Lauren prances while Taj takes photos. "Okay, take your coat off so we can get some close-ups and it doesn't look like they're all from the same day." She stands on a ledge to get a good angle, phone raised, while Lauren stands below her on the pavement, jumping out of the way when approaching cyclists ding.
Back at Taj's flat, she puts on one of Taj's sequinned dresses, which is too big but they bulldog-clip the back, and Lauren leans casually against a wall.
"I dunno," Taj says, showing her some pictures, "my wall's too wall-y. Let's try the corridor, looks more like it might be a bar," so Lauren stands against the dark stairwell's concrete, USB-powered disco lights plugged into Taj's laptop and perched on the steps that lead up to the next floor. "Sip! Okay, laugh. No, take the straw out. Think easy-going. Look left! Look right!"

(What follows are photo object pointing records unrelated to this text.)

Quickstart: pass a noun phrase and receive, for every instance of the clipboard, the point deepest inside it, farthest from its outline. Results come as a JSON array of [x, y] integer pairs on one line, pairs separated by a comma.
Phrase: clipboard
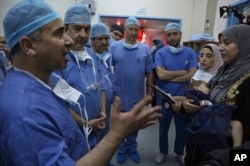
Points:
[[166, 96]]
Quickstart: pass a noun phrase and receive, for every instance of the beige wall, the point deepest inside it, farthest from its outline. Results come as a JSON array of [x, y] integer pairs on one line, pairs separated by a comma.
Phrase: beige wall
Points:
[[191, 12]]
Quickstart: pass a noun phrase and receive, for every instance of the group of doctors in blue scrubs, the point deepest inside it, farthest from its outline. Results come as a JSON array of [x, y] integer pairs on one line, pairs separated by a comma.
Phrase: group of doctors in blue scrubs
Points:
[[54, 77], [133, 65]]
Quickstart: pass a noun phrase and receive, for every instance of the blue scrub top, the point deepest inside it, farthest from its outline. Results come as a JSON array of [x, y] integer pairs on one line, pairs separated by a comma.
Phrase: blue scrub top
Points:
[[185, 60], [106, 76], [130, 69], [2, 68], [80, 79], [36, 127]]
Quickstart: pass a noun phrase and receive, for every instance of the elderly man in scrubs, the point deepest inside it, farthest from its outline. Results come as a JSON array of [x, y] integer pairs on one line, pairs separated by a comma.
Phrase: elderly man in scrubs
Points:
[[38, 128], [83, 73], [133, 64], [99, 38]]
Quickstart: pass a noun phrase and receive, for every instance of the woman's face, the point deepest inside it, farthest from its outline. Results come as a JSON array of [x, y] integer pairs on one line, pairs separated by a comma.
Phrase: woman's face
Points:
[[206, 59], [228, 49]]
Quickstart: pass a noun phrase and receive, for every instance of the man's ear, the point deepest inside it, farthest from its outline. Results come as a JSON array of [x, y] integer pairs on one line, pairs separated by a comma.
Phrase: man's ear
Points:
[[26, 43]]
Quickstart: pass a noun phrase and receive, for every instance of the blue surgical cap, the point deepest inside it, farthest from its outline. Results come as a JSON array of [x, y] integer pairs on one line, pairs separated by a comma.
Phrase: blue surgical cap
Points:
[[98, 30], [26, 17], [172, 26], [77, 14], [132, 20]]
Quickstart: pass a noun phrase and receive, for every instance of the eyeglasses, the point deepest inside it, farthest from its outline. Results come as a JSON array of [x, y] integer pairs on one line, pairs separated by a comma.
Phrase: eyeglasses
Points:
[[117, 34], [102, 38]]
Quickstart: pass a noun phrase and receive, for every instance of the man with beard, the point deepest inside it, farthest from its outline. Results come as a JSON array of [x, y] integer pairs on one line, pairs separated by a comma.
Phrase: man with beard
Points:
[[175, 65], [132, 65], [82, 73]]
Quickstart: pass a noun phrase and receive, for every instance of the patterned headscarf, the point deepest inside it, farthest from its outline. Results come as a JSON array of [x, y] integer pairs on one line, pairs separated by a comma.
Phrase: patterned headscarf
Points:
[[218, 61], [228, 74]]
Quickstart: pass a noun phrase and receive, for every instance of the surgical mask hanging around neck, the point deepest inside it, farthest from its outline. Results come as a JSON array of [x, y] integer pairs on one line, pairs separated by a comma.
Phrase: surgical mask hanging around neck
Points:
[[66, 92], [175, 50], [82, 55], [104, 56], [130, 46]]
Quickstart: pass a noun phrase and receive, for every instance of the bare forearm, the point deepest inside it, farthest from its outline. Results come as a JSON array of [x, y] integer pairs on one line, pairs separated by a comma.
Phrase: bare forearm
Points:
[[103, 151], [170, 75], [103, 102], [186, 77], [150, 80]]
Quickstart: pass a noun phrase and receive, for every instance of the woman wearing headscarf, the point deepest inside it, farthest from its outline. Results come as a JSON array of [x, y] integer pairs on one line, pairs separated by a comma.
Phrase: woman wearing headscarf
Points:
[[210, 60], [230, 85]]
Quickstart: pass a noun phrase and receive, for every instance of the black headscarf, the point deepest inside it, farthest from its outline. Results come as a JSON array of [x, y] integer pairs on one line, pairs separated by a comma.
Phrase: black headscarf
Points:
[[228, 74]]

A man in a blue shirt walks down the stairs. "Having fun, ladies?"
"We are, thank you!" Lauren says, and her eyes follow his steps: what about him? Would she date him?
The photos are ridiculous, but they go through them together and they crop and edit the colour and make an account, and she tries to write a bio. Hello , she writes. I'm here because I'd like to go on some dates.
"Sounds fake," Taj says.
I'm not fake , Lauren adds.
"Nobody reads the bio anyway," Taj says.
And they start scrolling through men. "What's your type?" Taj asks.
Lauren has listed so many criteria, written on so many Post-it notes, done so much research, married so many different men. What's her type? Well, how long does Taj have? But then, she's not looking for a husband this time. Just for a nice man to spend a bit of time with. "Someone with a hobby. Like maybe he's into crochet. Or those big tables with fake mountains and the little toy dragons that you paint and then you use them for playing games. Or…ice sculpture."
She likes it when the husbands have hobbies because it gives them something to do, and because it helps her to remember which is which. A dozen television husbands blend together, twenty video-games-in-the-spare-room husbands blur into one—a whittling husband stands out. But she also likes it when a man cares about a thing, when he concentrates on it, leans in, narrows his eyes or bites his lip, gives himself over to details.
Taj sighs. "I'm not saying you don't want someone who's into Warhammer, but I promise you don't want someone who's so into Warhammer that they talk about it on their dating profile."
"I want someone who likes things," Lauren says. "I want someone who's having a nice time." It's barely a dent in her criteria list, but it feels like a good place to start.
Taj takes Lauren's phone and matches her with a tall man a mile away ("Looks like he brews his own beer," she says), and a short man somewhat closer (mentions bookbinding on his profile). Then Lauren makes her stop because tall maybe-beer-brewer has messaged her already.
"Okay, but don't get fixated on one guy," and Taj sends a message on her behalf to the bookbinder, who doesn't reply.
"Why wouldn't he reply?"
"Lots of guys match with everyone, they swipe and swipe. See what their options are and get picky from there."
Lauren has, she supposes, no right to complain about this system.
"Oh," Taj says, "and don't message for too long. Plan an in-person meet-up or don't bother."
That's fine. She doesn't want a chore, she has husbands for that; she wants an actual date, she wants to meet up in a pub and to have to check whether it's him and then laugh and get food and split the bill and wonder whether there's going to be a spark. "Okay," she says, and arranges for a late-afternoon drink on Thursday with the maybe-brews-his-own-beer guy.
Going on DATES, she messages Bohai.
Me too it's crazy , Bohai messages back. Affair wife has shacked up with affair guy. But, with dating you have to explain who you are? and decide if you like each other??
Imagine, she sends back, and wonders if she owns a hair curler in this world, and if so whether she should try to find it.